As far as the tail or sickle, as applied to the "Marseille," we are talking late 17th and early 18th century France ("Chosson" and Conver). If people looking at the old zodiacs then saw Castor or Pollux with the "peaceful sickle" of agriculture, that identifies it with Saturn's sickle, Roman god of agriculture. Hercules was not associated with agriculture. If so, why is an association then between Castor and the sickle of castration unreasonable (in addition to its association with Hercules), especially among people acquainted with Isadore's beaver, hunted for its rejuvenating juices?
In fact, the symbolism of the slaying of the Hydra is more of the same. The Hydra was both a positive and negative symbol. On the one hand, it symbolizes difficult tasks of any kind, where eliminating one difficulty leads to the discovery or creation of many more. It also symbolized the nature of evil, when the desire it perversely satisfies is not satisfied on a higher level: you crush one illicit desire, and ten more take its place (instead, desire ravishment by Christ); you eliminate by rational argument one theological doubt, and ten more appear (instead, strengthen your faith); you defeat one enemy by unjust means and ten more arise against you, who may not have been in opposition before.
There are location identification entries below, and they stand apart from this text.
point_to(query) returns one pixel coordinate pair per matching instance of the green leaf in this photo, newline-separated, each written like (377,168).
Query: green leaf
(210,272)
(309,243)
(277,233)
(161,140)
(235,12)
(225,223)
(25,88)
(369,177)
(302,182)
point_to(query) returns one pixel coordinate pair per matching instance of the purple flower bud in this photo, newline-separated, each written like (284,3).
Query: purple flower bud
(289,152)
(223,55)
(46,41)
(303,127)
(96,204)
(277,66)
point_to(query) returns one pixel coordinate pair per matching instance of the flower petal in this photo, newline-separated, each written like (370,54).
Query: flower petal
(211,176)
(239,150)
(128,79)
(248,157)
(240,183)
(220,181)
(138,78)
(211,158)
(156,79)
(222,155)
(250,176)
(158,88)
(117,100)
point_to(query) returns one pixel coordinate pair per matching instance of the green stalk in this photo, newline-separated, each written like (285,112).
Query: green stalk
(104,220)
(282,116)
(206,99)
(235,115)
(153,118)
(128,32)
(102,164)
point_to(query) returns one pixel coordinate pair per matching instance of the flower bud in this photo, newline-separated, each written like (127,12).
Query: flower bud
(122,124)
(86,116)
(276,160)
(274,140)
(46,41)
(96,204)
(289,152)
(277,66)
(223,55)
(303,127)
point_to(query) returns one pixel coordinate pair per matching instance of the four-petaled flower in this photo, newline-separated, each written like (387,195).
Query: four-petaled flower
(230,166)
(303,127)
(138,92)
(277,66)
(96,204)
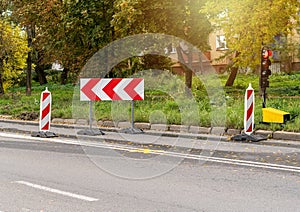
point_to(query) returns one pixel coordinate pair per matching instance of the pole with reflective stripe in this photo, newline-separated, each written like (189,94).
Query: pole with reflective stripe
(249,111)
(45,110)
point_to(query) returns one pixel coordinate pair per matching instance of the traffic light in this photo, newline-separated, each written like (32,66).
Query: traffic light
(265,68)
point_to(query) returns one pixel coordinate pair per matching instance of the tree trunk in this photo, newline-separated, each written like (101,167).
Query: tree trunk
(1,82)
(29,62)
(232,76)
(188,72)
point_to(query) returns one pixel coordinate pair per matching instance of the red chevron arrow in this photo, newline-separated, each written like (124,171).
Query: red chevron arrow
(87,89)
(129,89)
(109,89)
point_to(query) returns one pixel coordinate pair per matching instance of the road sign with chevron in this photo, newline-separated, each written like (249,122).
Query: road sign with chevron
(107,89)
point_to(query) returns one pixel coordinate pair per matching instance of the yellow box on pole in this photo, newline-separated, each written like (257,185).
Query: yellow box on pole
(271,115)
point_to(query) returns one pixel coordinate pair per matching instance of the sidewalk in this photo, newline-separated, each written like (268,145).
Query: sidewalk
(150,137)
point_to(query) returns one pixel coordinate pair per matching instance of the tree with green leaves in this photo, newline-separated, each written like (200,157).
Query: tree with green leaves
(251,24)
(13,53)
(180,18)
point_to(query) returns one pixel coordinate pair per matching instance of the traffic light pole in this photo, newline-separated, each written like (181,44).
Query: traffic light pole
(265,72)
(264,96)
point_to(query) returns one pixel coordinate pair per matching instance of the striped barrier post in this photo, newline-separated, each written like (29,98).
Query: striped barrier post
(45,116)
(248,134)
(249,111)
(45,110)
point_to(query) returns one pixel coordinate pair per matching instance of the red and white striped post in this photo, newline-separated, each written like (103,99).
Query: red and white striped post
(45,111)
(249,111)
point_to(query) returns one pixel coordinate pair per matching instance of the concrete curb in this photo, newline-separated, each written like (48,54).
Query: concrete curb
(159,128)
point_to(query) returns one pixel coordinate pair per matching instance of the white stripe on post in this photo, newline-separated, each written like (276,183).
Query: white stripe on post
(45,110)
(249,111)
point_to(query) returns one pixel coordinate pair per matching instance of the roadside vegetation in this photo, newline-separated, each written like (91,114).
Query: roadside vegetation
(160,106)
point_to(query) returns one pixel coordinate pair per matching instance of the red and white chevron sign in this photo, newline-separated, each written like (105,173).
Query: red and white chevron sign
(101,89)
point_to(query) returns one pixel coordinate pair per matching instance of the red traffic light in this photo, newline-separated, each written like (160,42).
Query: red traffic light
(266,53)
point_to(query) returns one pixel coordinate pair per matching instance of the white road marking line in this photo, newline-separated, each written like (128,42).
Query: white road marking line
(56,191)
(166,153)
Yet the Hydra also represented regeneration and fecundity (I can't at the moment locate a literary example from the period, but I did see some in an earlier search on the web). You kill one Christ, and a dozen disciples carry on the work; you martyr one Christian, and a dozen more take his or her place. It is the sacrifice of the animal nature (as Jodorowsky characterizes the one with the tail) that makes possible the spiritual salvation of many, and entry into the Apollonic light.
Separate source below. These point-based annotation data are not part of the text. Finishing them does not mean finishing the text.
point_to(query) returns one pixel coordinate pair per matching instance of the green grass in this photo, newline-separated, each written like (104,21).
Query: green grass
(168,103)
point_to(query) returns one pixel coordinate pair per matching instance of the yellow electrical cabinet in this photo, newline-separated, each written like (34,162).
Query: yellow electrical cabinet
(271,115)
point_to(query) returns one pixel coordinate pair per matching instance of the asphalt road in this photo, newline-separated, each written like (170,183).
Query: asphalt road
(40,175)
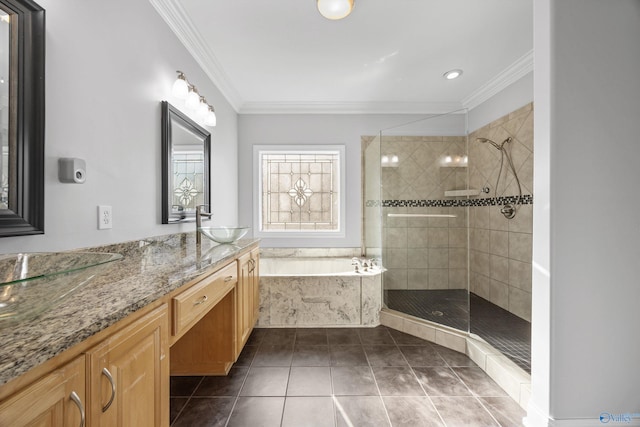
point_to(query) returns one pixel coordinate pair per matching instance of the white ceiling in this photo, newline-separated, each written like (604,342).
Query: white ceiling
(388,56)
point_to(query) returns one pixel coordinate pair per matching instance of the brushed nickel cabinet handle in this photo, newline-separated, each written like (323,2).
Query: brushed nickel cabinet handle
(76,399)
(201,300)
(107,374)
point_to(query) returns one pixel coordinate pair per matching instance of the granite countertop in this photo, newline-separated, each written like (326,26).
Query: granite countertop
(150,269)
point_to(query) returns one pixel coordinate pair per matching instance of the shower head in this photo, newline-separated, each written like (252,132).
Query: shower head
(495,144)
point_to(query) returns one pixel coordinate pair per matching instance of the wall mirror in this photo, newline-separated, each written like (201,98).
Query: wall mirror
(185,166)
(22,56)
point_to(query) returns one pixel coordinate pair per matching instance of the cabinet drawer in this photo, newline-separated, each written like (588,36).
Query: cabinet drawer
(192,304)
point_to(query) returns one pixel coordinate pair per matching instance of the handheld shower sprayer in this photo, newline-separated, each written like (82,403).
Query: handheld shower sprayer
(508,210)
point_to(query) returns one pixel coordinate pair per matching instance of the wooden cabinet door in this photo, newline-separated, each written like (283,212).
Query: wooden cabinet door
(58,399)
(244,296)
(129,375)
(255,285)
(247,297)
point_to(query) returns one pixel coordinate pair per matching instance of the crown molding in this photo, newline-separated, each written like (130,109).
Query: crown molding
(510,75)
(178,20)
(348,108)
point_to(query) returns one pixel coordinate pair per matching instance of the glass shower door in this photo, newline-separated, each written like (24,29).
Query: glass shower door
(424,224)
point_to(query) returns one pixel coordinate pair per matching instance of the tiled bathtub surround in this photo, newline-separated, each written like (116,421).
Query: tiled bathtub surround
(340,299)
(319,301)
(500,249)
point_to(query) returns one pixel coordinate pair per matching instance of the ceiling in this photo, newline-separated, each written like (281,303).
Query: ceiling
(388,56)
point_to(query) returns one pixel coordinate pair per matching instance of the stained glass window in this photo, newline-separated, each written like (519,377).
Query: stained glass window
(300,190)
And once more to Isadore. Like Heidegger and many other pseudo-philologists, he projects his preferred symbolism into an imagined etymology of words, one that somehow confirms his combination of ideas. His description of the chestnut, it seems to me, combines both ideas, of castration and of the cut-off hydra heads:
:Latin speakers name the chestnut (castanea) from a Greek term, for the Greeks call it ..., because its paired fruits are hidden in a small sack like testicles, and when they are ejected from it, it is as if they were castrated (castrare). As soon as this tree is cut down, it commonly sprouts again like a forest.
(
Etymologies p.344.)
In this comment on the testicle-like nuts, perhaps he is thinking of Christ and his own celibacy as a "eunuch for Christ" (which Origen literalized): you effectively cut off one set of "chestnuts" and a forest of them appears, ready for the harvesting.